Unfortunately, Mom came down with something from the facility, which I then caught, so I was not able to visit her for a few days. When I finally returned, she was so tired she could hardly sit up and behaved like a zombie. I was puzzled. I’ve never seen Mom like this. Then the social worker there told me that because Mom had been agitated when she first arrived, the psychologist there put her on a medication to “calm her down.” Apparently, even though I am legally responsible for her medical decisions, they were not required to notify me about this.
She was given an anti-seizure medicine and an Alzheimer’s medicine—even though there was no diagnosis of Alzheimers.

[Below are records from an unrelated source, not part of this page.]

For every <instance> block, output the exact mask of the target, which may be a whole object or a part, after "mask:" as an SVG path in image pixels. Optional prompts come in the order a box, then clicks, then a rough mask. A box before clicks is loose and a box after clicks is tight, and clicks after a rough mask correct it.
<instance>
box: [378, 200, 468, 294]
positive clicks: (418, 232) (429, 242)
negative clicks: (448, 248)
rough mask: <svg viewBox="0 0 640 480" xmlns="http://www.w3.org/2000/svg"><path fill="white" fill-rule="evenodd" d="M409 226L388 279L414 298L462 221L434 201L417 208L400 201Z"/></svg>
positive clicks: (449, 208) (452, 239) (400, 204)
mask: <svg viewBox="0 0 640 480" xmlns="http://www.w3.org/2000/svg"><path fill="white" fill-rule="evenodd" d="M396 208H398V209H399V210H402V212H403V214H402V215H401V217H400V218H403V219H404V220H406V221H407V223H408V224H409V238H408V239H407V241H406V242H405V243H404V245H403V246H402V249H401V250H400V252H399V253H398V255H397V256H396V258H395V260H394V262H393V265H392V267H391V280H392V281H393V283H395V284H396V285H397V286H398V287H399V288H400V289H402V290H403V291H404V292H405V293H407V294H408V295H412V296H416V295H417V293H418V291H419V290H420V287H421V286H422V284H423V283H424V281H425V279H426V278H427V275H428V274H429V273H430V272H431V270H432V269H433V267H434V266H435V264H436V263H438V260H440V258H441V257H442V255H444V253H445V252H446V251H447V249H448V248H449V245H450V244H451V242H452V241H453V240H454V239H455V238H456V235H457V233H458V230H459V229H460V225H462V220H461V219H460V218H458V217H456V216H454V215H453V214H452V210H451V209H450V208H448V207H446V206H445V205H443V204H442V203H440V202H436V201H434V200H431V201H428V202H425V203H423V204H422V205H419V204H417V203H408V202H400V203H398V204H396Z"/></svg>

These drugs build up in the system over a period of days and apparently worked so well that she was practically in a catatonic state.
I called her doctor and asked that she be taken off the medications. My mother is feisty. If that is too inconvenient for a facility then they SHOULD discharge the patient rather than do a reenactment of One Flew Over the Cuckoo’s Nest. She is, after all, a human being, not a commodity. Is society so regimented that children and the elderly are being drugged up if they show an iota of spirit?
While I sympathize with what health care workers have to endure, they signed up for care giving when they took the job. My mother did not have much choice in being placed in their environment. She will be discharged tomorrow—and that can’t come too soon. Maybe on our way out, I’ll toss something heavy out the window in a commemorative gesture to Randle McMurphy and everyone else who has ever endured an involuntary lobotomy. Mom would like that—if she doesn’t grab it out of my hands, first, and do it herself.